Marc Haseltine, Manager of Email Marketing at National Geographic Marketing Services, discusses email integration with social media, mobile and direct mail, and how the digital channel will be around for years to come.
Direct Marketing News (DMN): How are you integrating email with social media?
Marc Haseltine (National Geographic Marketing): Social media allows us to really amplify our stories and photographs with the share-to-your-network buttons in our emails. It takes it a step above what we can do with a normal email, because it adds scale as far as spreading the word within people’s social networks. It also allows us to build our email list. We direct people to sign up for our email list on social media. It gives us another relevant acquisition method that didn’t exist before.
DMN: Does social media pose a threat to email?
Haseltine: One of the advantages that email has over social is the database. With email, you can recognize and respect the behaviors and interests of your subscribers, and continue to evolve the relationship with subscribers over time.
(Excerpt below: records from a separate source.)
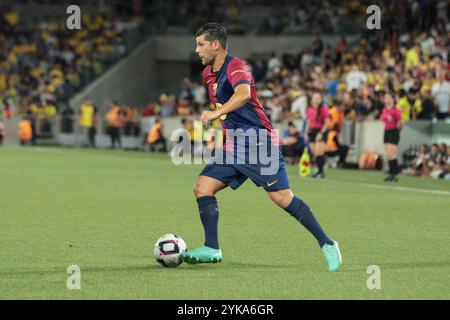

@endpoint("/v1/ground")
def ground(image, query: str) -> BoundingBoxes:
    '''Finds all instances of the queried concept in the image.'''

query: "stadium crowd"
[147,30,449,124]
[403,143,450,179]
[146,0,361,35]
[0,3,138,122]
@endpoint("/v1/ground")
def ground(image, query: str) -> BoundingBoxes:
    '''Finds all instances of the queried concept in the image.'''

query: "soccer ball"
[153,234,187,267]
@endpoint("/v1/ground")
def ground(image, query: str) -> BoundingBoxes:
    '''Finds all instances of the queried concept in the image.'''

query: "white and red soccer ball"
[153,234,187,267]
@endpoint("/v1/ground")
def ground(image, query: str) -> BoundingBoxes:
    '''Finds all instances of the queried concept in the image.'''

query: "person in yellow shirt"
[405,44,420,70]
[79,98,94,128]
[4,9,19,27]
[398,88,422,121]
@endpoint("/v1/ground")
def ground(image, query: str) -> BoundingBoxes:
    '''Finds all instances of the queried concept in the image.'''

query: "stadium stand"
[1,0,449,179]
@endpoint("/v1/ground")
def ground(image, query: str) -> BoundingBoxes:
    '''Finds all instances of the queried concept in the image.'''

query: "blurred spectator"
[147,118,166,152]
[0,117,4,145]
[89,107,98,148]
[79,97,95,147]
[60,104,75,133]
[18,116,32,146]
[328,99,345,133]
[418,88,436,120]
[398,88,422,121]
[405,144,430,176]
[325,125,349,168]
[105,101,122,149]
[440,145,450,180]
[122,104,134,136]
[267,52,281,75]
[345,65,367,92]
[141,102,156,147]
[281,121,304,164]
[431,73,450,120]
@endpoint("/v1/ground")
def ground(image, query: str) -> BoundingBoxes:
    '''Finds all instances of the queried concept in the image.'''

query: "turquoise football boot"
[321,241,342,272]
[179,246,223,264]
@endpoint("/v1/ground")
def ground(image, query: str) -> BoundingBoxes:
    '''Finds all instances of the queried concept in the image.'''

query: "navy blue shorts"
[200,150,290,192]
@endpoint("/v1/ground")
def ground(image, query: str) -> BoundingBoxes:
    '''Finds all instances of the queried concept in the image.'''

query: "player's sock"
[284,196,334,247]
[392,159,399,175]
[388,159,395,175]
[317,155,325,174]
[197,196,220,250]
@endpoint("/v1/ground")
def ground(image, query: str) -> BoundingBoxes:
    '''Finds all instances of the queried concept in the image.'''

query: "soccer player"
[179,23,342,272]
[381,92,403,182]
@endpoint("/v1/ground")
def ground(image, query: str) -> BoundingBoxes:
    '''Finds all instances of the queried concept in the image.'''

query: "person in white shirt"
[267,52,281,73]
[431,74,450,119]
[290,91,308,133]
[291,92,308,120]
[345,65,367,92]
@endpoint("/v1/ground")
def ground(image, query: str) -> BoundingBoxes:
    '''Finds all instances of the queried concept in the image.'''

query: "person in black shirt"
[418,88,436,120]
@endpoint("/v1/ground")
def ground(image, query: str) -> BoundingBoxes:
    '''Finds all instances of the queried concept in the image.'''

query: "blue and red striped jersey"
[202,54,279,149]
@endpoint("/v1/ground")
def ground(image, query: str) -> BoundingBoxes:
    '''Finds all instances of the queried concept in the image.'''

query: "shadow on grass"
[0,260,317,277]
[7,259,444,277]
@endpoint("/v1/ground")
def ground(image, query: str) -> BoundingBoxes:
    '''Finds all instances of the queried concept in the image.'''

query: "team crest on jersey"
[212,83,218,96]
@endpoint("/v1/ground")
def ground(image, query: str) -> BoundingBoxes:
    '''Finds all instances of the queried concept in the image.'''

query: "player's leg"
[311,138,325,178]
[267,188,342,272]
[387,143,399,181]
[267,189,333,248]
[193,175,226,250]
[180,176,226,264]
[314,136,326,178]
[383,143,392,181]
[181,163,246,264]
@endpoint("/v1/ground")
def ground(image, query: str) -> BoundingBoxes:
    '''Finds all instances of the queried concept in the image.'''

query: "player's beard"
[200,54,214,66]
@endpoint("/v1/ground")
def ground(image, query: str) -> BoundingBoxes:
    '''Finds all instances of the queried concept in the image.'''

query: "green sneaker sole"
[180,254,223,264]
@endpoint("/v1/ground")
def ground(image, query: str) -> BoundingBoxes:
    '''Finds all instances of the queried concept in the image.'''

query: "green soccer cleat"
[321,241,342,272]
[179,246,223,264]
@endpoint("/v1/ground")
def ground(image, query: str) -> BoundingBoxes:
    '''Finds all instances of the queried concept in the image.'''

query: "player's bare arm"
[200,84,251,125]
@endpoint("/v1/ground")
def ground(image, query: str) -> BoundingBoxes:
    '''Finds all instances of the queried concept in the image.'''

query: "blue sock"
[197,196,219,250]
[284,197,334,248]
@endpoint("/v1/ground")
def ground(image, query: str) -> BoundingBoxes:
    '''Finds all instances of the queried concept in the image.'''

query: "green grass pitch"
[0,146,449,299]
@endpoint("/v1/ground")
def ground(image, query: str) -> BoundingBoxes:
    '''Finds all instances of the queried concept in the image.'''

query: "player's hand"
[201,110,221,126]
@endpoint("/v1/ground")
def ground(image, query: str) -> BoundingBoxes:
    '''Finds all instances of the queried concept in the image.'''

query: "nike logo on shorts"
[266,180,278,187]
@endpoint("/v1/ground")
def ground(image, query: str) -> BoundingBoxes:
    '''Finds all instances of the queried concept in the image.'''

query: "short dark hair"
[196,23,228,49]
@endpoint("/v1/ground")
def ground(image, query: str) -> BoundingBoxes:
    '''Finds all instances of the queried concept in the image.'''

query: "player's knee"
[193,182,213,197]
[269,190,294,208]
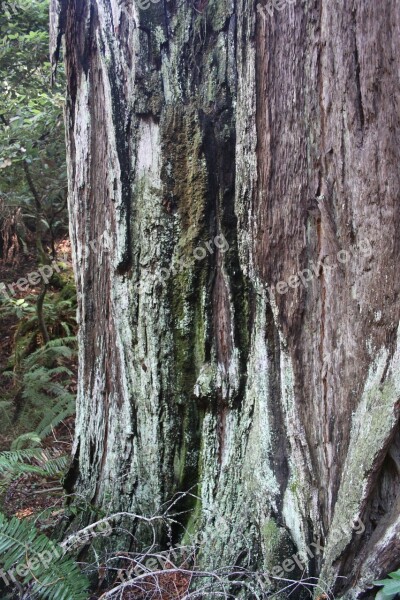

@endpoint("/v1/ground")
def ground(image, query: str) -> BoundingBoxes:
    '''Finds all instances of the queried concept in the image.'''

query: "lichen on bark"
[51,0,400,596]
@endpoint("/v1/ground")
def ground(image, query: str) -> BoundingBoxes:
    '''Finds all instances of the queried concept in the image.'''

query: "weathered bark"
[51,0,400,596]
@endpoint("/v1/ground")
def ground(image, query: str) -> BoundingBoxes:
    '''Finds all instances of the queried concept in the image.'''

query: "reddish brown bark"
[52,0,400,595]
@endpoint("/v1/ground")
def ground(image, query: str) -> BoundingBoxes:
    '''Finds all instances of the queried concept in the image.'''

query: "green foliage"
[0,0,76,444]
[0,400,13,425]
[10,431,41,449]
[0,440,69,504]
[0,275,77,356]
[374,570,400,600]
[0,447,69,478]
[0,0,68,256]
[0,266,77,447]
[4,336,77,435]
[0,511,90,599]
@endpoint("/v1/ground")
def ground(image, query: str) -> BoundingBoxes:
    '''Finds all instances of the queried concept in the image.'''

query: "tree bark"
[51,0,400,596]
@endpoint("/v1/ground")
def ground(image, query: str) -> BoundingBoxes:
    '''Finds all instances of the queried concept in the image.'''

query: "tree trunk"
[51,0,400,596]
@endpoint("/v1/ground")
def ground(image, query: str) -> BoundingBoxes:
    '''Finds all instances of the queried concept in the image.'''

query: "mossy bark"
[51,0,400,596]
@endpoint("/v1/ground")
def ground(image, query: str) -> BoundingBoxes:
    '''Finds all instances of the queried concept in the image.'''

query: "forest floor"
[1,417,74,529]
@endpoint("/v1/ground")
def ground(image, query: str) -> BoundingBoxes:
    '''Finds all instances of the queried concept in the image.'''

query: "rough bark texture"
[51,0,400,596]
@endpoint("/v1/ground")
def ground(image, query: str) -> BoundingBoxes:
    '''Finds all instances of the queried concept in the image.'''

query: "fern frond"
[0,449,69,478]
[0,448,44,464]
[22,343,74,370]
[44,336,76,348]
[35,392,75,439]
[0,512,89,600]
[0,400,13,424]
[11,432,41,450]
[11,338,77,436]
[39,454,70,477]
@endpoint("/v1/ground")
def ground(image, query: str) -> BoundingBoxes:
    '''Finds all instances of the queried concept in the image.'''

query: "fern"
[0,400,13,425]
[38,454,69,477]
[0,448,69,479]
[11,432,41,450]
[35,391,75,438]
[0,512,90,600]
[20,366,74,416]
[22,336,76,370]
[0,448,44,464]
[0,287,76,351]
[374,570,400,600]
[5,337,77,436]
[0,280,77,435]
[0,339,75,487]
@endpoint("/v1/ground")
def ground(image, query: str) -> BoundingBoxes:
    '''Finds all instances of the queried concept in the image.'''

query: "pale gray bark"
[51,0,400,596]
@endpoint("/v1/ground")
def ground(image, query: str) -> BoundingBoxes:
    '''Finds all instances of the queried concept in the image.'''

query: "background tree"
[0,0,77,482]
[0,0,67,261]
[51,0,400,597]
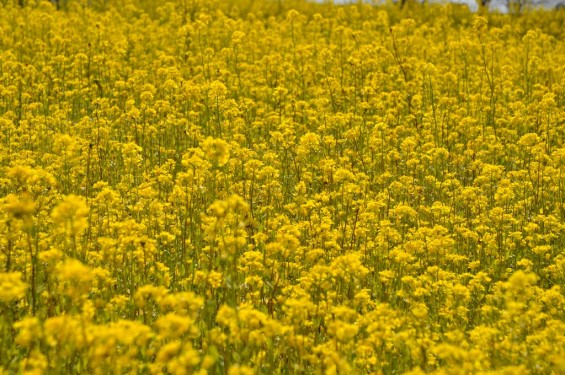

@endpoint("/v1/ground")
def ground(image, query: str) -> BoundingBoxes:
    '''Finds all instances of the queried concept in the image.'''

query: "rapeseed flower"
[0,0,564,373]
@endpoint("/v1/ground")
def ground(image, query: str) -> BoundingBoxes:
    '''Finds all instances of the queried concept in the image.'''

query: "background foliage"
[1,0,565,373]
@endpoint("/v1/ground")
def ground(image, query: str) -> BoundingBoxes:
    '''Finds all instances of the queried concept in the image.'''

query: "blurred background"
[313,0,565,12]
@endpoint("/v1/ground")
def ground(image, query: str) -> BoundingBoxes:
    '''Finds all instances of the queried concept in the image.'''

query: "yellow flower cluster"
[1,0,565,373]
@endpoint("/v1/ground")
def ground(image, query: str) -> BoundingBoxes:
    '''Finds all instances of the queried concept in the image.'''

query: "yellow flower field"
[1,0,565,373]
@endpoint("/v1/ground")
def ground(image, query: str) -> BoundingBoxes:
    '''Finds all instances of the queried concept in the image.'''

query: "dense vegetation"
[1,0,564,373]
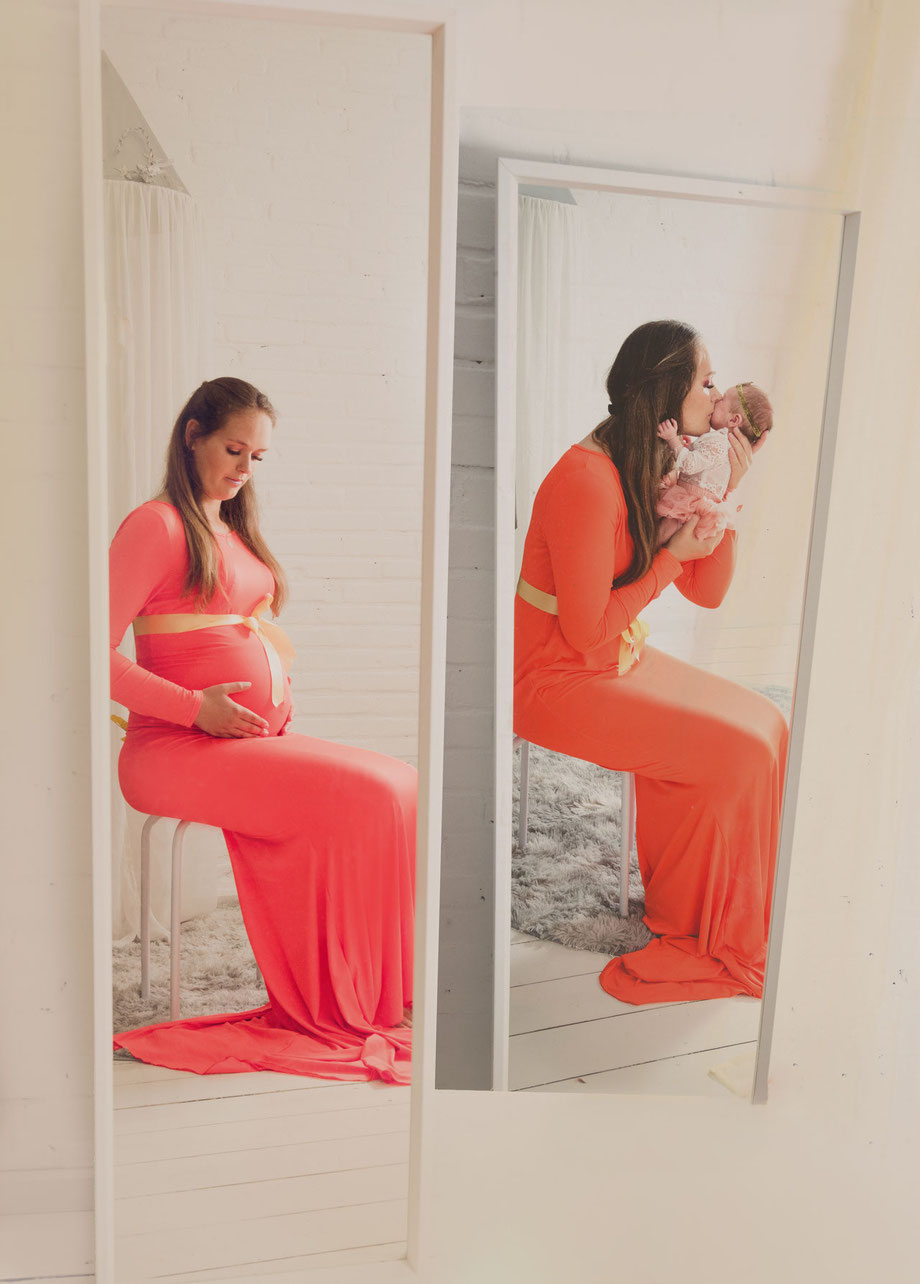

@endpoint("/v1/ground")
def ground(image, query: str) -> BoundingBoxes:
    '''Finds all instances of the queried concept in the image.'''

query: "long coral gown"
[110,500,415,1082]
[514,445,788,1004]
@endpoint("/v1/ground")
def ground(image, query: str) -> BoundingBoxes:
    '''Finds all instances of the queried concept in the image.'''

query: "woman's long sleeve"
[674,528,737,608]
[541,467,682,662]
[110,505,204,726]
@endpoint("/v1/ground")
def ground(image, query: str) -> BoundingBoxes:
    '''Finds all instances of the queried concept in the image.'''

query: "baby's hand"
[657,418,681,445]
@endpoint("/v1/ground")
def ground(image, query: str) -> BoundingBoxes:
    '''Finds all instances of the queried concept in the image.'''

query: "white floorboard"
[510,991,760,1090]
[117,1101,408,1167]
[119,1132,409,1199]
[511,968,685,1036]
[113,1060,408,1279]
[509,937,619,987]
[526,1042,758,1097]
[116,1078,403,1135]
[509,933,761,1093]
[117,1164,408,1236]
[115,1064,336,1105]
[165,1240,407,1281]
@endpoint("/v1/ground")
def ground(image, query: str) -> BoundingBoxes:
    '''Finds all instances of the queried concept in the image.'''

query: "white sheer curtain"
[515,195,581,573]
[105,179,217,945]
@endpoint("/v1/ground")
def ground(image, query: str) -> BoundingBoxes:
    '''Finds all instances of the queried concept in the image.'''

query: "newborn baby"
[656,381,773,544]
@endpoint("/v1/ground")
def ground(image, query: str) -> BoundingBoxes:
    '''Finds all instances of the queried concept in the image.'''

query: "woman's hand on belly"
[193,682,271,738]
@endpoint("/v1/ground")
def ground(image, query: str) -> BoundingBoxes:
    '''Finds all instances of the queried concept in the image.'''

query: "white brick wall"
[102,9,431,763]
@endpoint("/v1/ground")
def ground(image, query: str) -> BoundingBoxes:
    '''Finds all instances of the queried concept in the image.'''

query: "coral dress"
[110,501,415,1082]
[514,445,788,1004]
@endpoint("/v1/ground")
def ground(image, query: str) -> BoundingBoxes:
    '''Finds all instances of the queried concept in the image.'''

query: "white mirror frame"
[79,1,456,1278]
[493,156,859,1100]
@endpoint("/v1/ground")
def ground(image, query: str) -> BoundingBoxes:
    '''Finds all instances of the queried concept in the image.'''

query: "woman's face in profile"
[188,409,273,504]
[680,343,720,437]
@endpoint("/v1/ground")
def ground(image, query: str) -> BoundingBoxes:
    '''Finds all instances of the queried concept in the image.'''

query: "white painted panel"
[166,1240,406,1281]
[0,1167,94,1217]
[115,1198,408,1280]
[0,1211,94,1281]
[0,1097,95,1173]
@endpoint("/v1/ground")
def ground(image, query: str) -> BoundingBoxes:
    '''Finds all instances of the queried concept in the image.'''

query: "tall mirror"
[98,3,437,1276]
[494,159,856,1097]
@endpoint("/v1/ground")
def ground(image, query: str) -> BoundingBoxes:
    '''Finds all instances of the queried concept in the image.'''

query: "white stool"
[139,814,189,1020]
[513,737,635,918]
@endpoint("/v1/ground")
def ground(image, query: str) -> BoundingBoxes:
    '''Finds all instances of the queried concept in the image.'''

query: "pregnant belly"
[134,625,292,734]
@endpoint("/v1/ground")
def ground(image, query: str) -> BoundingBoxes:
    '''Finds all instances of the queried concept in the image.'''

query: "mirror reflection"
[507,183,843,1095]
[102,5,430,1275]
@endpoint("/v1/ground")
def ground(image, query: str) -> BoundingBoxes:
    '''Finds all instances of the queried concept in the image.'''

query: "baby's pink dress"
[656,427,740,544]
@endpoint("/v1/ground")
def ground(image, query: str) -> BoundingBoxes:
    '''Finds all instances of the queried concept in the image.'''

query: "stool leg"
[170,820,189,1021]
[139,815,161,1000]
[518,740,530,853]
[619,772,635,918]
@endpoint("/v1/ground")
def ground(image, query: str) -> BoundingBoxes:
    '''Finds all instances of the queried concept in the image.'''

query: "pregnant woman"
[514,321,788,1004]
[110,377,415,1083]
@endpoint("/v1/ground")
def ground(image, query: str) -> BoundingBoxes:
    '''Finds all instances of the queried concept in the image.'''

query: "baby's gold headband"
[736,383,765,439]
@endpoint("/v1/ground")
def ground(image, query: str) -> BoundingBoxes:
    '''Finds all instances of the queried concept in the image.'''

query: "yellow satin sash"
[132,593,295,707]
[618,617,650,675]
[516,576,648,675]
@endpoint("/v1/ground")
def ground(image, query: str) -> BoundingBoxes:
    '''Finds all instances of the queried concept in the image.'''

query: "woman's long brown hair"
[160,377,288,613]
[592,320,701,588]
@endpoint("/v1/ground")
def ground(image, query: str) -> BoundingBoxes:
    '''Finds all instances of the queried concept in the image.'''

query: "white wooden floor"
[114,1058,409,1280]
[509,931,761,1096]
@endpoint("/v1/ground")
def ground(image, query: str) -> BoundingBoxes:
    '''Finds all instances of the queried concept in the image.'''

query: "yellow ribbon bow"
[617,617,650,675]
[133,593,295,707]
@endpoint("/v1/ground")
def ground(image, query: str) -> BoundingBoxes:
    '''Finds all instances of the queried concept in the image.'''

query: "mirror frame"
[493,155,859,1099]
[79,0,457,1278]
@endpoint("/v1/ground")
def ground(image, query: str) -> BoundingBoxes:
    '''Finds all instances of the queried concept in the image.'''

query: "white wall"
[103,6,431,762]
[454,0,872,191]
[7,1,920,1282]
[0,1,95,1277]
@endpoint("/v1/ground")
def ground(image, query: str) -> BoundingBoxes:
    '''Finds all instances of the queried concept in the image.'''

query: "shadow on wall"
[437,174,497,1089]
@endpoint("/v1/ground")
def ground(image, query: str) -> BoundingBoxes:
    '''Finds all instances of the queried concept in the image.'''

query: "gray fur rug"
[511,683,792,956]
[113,894,266,1040]
[511,748,653,956]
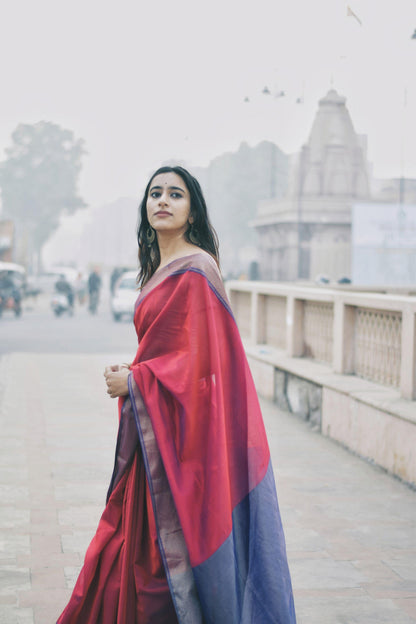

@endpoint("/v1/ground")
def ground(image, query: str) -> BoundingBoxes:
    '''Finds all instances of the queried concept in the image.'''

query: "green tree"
[0,121,86,266]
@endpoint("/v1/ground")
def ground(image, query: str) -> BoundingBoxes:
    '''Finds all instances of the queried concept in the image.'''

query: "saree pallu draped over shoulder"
[57,253,296,624]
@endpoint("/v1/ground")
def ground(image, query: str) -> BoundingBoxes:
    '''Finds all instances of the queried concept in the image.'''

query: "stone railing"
[226,281,416,401]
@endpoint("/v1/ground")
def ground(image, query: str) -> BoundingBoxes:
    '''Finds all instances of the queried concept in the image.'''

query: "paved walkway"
[0,352,415,623]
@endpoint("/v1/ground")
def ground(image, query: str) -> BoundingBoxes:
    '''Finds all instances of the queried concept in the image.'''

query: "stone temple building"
[252,89,370,281]
[193,141,288,279]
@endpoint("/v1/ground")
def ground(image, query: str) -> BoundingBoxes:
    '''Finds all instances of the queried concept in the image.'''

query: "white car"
[111,271,138,321]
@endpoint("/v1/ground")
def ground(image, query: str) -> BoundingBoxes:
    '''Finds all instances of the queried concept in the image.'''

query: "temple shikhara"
[253,89,370,281]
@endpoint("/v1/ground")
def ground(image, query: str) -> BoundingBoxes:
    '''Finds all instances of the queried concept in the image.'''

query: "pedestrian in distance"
[56,165,296,624]
[87,268,101,314]
[75,271,87,305]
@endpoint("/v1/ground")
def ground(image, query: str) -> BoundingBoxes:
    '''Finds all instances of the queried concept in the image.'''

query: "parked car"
[315,274,330,285]
[111,271,138,321]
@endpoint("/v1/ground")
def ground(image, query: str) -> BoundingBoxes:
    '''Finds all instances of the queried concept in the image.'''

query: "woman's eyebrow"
[149,185,186,193]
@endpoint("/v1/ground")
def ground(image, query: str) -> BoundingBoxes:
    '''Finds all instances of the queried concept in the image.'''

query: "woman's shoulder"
[139,251,229,313]
[141,251,224,298]
[178,253,229,305]
[174,251,222,282]
[184,250,218,270]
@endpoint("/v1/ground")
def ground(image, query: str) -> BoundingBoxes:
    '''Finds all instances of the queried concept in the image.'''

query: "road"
[1,294,415,623]
[0,293,137,356]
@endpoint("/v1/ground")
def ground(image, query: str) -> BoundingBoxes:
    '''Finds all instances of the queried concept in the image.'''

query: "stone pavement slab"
[0,352,415,623]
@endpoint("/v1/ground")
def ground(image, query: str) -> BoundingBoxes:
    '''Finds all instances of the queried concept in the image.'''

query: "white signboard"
[352,202,416,286]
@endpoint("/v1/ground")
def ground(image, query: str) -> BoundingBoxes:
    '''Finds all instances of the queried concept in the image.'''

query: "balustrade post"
[257,294,267,344]
[333,299,355,374]
[226,286,234,309]
[400,308,416,400]
[286,296,304,356]
[250,291,258,344]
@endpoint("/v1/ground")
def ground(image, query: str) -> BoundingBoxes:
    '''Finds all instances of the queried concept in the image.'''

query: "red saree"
[57,253,296,624]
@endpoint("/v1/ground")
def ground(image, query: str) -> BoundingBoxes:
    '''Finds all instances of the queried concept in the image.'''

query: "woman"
[57,166,296,623]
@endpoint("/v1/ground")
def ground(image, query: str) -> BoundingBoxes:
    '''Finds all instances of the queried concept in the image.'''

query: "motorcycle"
[51,292,73,317]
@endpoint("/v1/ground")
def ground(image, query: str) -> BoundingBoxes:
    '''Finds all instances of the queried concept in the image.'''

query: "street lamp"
[400,30,416,203]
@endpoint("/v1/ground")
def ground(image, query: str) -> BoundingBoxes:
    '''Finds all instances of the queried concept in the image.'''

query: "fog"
[0,0,415,209]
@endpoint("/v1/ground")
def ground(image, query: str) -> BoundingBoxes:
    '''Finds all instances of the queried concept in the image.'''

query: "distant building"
[192,140,289,278]
[252,89,370,281]
[42,144,288,278]
[42,198,138,272]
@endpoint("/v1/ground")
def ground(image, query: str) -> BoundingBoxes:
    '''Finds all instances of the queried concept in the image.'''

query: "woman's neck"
[157,233,200,269]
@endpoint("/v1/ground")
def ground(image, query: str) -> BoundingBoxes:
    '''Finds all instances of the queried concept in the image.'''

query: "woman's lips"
[154,211,171,217]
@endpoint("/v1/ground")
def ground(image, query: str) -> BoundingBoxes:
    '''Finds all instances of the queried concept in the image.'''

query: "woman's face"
[146,172,192,237]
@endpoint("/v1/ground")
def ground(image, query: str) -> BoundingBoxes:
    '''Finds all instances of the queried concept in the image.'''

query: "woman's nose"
[158,192,168,205]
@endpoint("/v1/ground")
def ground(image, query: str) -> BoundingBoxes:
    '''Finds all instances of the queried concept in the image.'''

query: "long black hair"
[137,166,219,286]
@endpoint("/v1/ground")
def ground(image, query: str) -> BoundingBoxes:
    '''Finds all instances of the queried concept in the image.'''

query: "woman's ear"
[188,214,194,225]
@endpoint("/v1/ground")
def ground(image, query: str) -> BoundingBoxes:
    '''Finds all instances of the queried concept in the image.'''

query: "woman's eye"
[150,191,161,198]
[171,192,182,199]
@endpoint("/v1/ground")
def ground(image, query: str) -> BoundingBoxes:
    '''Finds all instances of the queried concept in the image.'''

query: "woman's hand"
[104,364,130,398]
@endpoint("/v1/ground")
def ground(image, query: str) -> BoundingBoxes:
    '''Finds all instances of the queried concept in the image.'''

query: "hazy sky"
[1,0,415,208]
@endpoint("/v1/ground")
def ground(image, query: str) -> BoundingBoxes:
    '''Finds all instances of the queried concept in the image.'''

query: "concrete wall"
[227,281,416,486]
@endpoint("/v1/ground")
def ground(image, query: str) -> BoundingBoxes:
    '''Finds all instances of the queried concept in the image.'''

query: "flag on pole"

Data is key to that.
DMN: How do you tie your email efforts in with direct mail?
Haseltine: We’ve done cross-channel campaigns with email and direct mail that have alerted people about special membership or magazine offers that are on the way. It definitely generates a spike in orders. It is one way to connect the online with the offline world.
DMN: How are you integrating email with mobile?
Haseltine: We are paying a lot of attention to the devices that different people are using when they visit our site. We have detection tools to know if someone is opening an email on, say, an iPhone or an Android phone. We use this to send email offers promoting our apps to people that we know are viewing our pages on mobile devices, as opposed to sending irrelevant messages to people not on those devices. That is an emerging initiative for us.
DMN: What new trends do you expect to see in email in the coming year?
Haseltine: We’ll see more cross-channel integration. We are now in the baby steps of it all. Campaigns that are more integrated with email and social and mobile will get more sophisticated. Also, the trend will move away from the ‘Deal of the Day,’ which seems to have taken over these days. A lot of companies have replicated Groupon and LivingSocial deals, but I think that may die out in the next year or so.